Si el lenguaje hace visible y presente lo que nombra,

 

lo nombrado se torna disponible, frecuentable, circulante. Acunado por palabras,

lo nombrado adquiere el cuerpo ingrávido de una forma del uso común. Llega a

ser, por ejemplo, ‘tema’ y en eso ‘tema familiar’ o recurrente” (Rojas, 2000:180).

 

Por eso, entre otras explicaciones, hallamos una escritura que, valiéndose de

la ironía y de un registro desnudo de retóricas, presenta el drama en su doble

dimensión, es decir, como hecho de mundo casi irrepresentable y como palabra

insuficiente. En este caso, como en algunas otras escrituras,

 

presentimos la exigencia del texto de la catástrofe. Pero esto significa también

la catástrofe del texto mismo. Necesidad del texto que narra o exhibe su propia

imposibilidad de cerrarse” (Rojas, 2000: 181).

 

 

Lo interesante en este caso es que esa imposibilidad es presentada como tensión,

como esa “risa loca” que es a un tiempo impotencia y rebeldía.

No es un texto que se vuelque sobre su propio decir en olvido del mundo que lo sustenta,

sino más bien de una escritura que evidencia las fisuras tanto de su decir como

de su referente en crisis.

 

Por ello leemos poemas despojados de emoción, de marcas enunciativas, de emociones

apelantes de identificación y tenemos entre manos una impiadosa mirada que habita la im-

posibilidad de mantener el ojo en el miedo, en la acechanza de lo real cuando rebasa toda

comprensión dejándonos sin palabras. Evidencia, de este modo, la ausencia en un discurso

ya iniciado por otro soberano de la palabra.

Interrupción de la lógica predominante del discurso, sea ésta la de la represión o

de la reparación.

 

Las dificultades de significar el pasado desde hoy, de verlo como fue en su

dureza y en su error, exhiben un doloroso más allá del lenguaje y del entendimiento

al que debe resignarse todo testigo, todo sobreviviente, todo escritor.

Y aun así, ningún desasosiego, por el contrario la risa loca que mira, sin bajar

los ojos ni llorar ni explicar, mira de frente el viento que arrastra los sombreros

de tantas esperanzas, ilusiones y vidas perdidas. Al reírse, la mirada del testigo

dignifica lo mirado, le devuelve su nombre, su identidad y aun en las fosas comunes,

simbólica y piadosamente, le cierra los ojos al pasado.

 

 

 

 

 

referencias bibliográficas

 

 

 

1. Agamben, Lo que queda de Auschwitz, Pretextos, Valencia, 2005.

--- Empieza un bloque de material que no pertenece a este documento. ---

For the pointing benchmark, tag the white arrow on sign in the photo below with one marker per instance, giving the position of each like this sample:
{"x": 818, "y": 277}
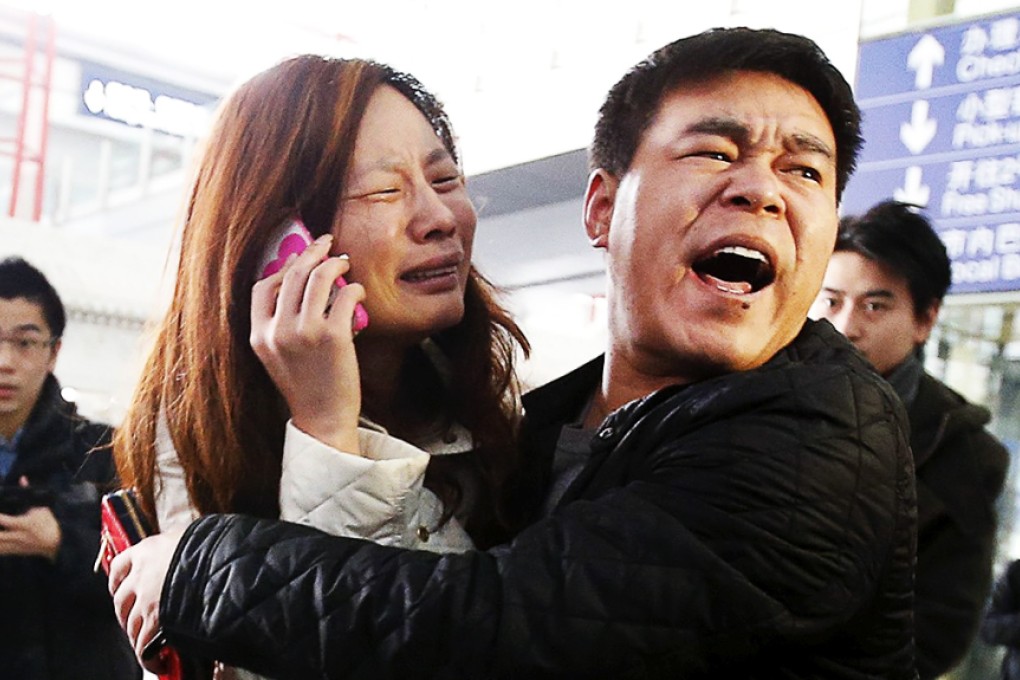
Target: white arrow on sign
{"x": 917, "y": 134}
{"x": 927, "y": 54}
{"x": 914, "y": 190}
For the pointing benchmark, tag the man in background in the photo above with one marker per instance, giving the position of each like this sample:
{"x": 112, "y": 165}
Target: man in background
{"x": 57, "y": 621}
{"x": 882, "y": 289}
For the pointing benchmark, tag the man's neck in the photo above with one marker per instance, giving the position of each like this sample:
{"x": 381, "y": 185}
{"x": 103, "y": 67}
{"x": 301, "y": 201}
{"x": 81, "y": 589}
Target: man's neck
{"x": 623, "y": 381}
{"x": 10, "y": 423}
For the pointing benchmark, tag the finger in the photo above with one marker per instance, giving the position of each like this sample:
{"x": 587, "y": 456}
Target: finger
{"x": 123, "y": 608}
{"x": 264, "y": 293}
{"x": 292, "y": 291}
{"x": 119, "y": 568}
{"x": 320, "y": 290}
{"x": 342, "y": 314}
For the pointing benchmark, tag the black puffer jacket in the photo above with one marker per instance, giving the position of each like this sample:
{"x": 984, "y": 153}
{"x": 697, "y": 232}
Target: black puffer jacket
{"x": 58, "y": 621}
{"x": 759, "y": 524}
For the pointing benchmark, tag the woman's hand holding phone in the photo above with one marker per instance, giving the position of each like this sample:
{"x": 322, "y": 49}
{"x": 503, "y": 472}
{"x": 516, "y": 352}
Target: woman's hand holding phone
{"x": 302, "y": 332}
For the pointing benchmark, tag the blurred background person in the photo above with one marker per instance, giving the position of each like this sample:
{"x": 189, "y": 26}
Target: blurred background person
{"x": 58, "y": 619}
{"x": 883, "y": 289}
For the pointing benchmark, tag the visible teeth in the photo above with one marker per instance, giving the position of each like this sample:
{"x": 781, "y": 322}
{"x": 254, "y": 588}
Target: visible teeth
{"x": 432, "y": 273}
{"x": 736, "y": 288}
{"x": 744, "y": 252}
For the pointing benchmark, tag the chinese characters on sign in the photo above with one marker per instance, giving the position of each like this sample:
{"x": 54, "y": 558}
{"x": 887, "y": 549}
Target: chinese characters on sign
{"x": 941, "y": 126}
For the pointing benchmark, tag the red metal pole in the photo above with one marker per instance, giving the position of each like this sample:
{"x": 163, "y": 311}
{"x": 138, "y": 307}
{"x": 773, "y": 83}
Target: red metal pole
{"x": 30, "y": 50}
{"x": 50, "y": 29}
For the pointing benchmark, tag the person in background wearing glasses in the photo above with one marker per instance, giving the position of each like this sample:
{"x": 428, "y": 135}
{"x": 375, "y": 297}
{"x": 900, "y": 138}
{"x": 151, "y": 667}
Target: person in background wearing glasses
{"x": 58, "y": 619}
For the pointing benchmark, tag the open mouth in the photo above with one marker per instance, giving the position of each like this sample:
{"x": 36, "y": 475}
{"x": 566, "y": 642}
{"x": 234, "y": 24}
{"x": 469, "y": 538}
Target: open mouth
{"x": 735, "y": 269}
{"x": 420, "y": 275}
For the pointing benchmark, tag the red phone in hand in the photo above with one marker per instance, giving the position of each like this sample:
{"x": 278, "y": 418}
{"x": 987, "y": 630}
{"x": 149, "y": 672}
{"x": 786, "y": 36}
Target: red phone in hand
{"x": 293, "y": 238}
{"x": 123, "y": 524}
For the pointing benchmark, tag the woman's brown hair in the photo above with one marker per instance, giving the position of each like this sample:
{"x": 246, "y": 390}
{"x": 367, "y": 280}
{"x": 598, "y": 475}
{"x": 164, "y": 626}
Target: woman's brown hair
{"x": 283, "y": 143}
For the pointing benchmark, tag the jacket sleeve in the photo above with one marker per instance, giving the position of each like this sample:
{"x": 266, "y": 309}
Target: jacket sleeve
{"x": 378, "y": 494}
{"x": 714, "y": 550}
{"x": 77, "y": 511}
{"x": 957, "y": 489}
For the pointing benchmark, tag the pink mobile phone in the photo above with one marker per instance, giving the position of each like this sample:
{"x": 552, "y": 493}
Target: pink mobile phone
{"x": 293, "y": 238}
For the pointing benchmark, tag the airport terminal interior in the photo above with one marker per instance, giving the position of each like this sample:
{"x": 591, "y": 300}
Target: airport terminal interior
{"x": 103, "y": 106}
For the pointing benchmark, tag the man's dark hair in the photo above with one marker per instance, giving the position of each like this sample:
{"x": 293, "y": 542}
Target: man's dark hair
{"x": 20, "y": 279}
{"x": 632, "y": 102}
{"x": 901, "y": 239}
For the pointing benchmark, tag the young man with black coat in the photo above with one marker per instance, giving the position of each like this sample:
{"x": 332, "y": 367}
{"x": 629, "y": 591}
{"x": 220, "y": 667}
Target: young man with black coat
{"x": 883, "y": 289}
{"x": 57, "y": 621}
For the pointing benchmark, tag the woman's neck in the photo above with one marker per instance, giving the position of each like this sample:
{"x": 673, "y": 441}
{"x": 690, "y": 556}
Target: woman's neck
{"x": 391, "y": 389}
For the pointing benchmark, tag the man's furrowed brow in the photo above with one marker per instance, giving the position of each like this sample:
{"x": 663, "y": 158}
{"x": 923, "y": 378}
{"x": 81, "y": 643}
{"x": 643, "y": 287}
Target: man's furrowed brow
{"x": 804, "y": 142}
{"x": 720, "y": 125}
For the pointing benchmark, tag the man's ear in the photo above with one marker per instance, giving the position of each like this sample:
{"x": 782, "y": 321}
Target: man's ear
{"x": 925, "y": 322}
{"x": 600, "y": 199}
{"x": 54, "y": 351}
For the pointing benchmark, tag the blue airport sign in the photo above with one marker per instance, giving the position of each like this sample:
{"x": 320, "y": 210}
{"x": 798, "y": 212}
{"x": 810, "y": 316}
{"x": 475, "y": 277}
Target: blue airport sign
{"x": 941, "y": 129}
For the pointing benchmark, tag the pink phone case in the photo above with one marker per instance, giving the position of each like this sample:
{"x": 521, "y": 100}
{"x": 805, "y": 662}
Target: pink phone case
{"x": 294, "y": 238}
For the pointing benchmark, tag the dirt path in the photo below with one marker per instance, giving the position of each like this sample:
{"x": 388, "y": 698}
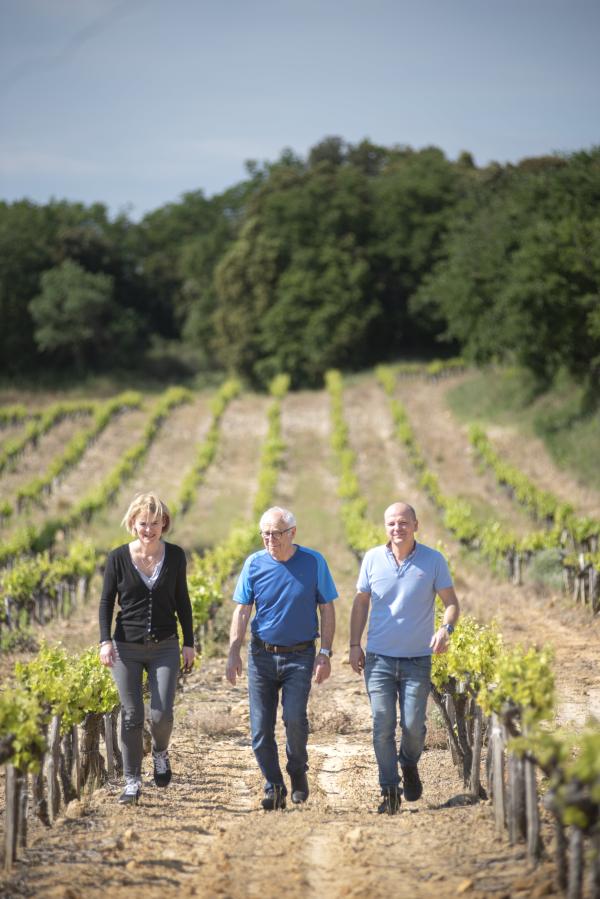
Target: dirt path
{"x": 206, "y": 835}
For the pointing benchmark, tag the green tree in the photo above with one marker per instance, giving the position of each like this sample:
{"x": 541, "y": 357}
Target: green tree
{"x": 72, "y": 313}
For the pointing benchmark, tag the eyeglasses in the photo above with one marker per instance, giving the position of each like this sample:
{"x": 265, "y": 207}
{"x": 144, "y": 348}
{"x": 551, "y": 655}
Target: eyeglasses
{"x": 274, "y": 535}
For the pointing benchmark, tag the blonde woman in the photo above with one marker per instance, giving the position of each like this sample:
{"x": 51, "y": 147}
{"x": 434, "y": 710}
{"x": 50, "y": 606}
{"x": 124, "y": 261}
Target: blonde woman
{"x": 148, "y": 578}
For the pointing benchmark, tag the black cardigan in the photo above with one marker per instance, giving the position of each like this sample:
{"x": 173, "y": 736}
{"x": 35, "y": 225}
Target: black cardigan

2. Rojas, Sergio “Cuerpo, lenguaje y desaparición”, en Nelly Richards (editora), Políticas y estéticas de la

memoria, Cuarto Propio, Santiago, 2000.

3. Slawomirski, Jerzy, “Prólogo” a Paisaje con grano de arena. Barcelona: Lumen 1997.

4. Szymborska, Wislawa, Paisaje con grano de arena, Lumen, Barcelona, 1997.

5. Todorov. Tzvetan, Los abusos de la memoria, Paidós, Barcelona, 2000.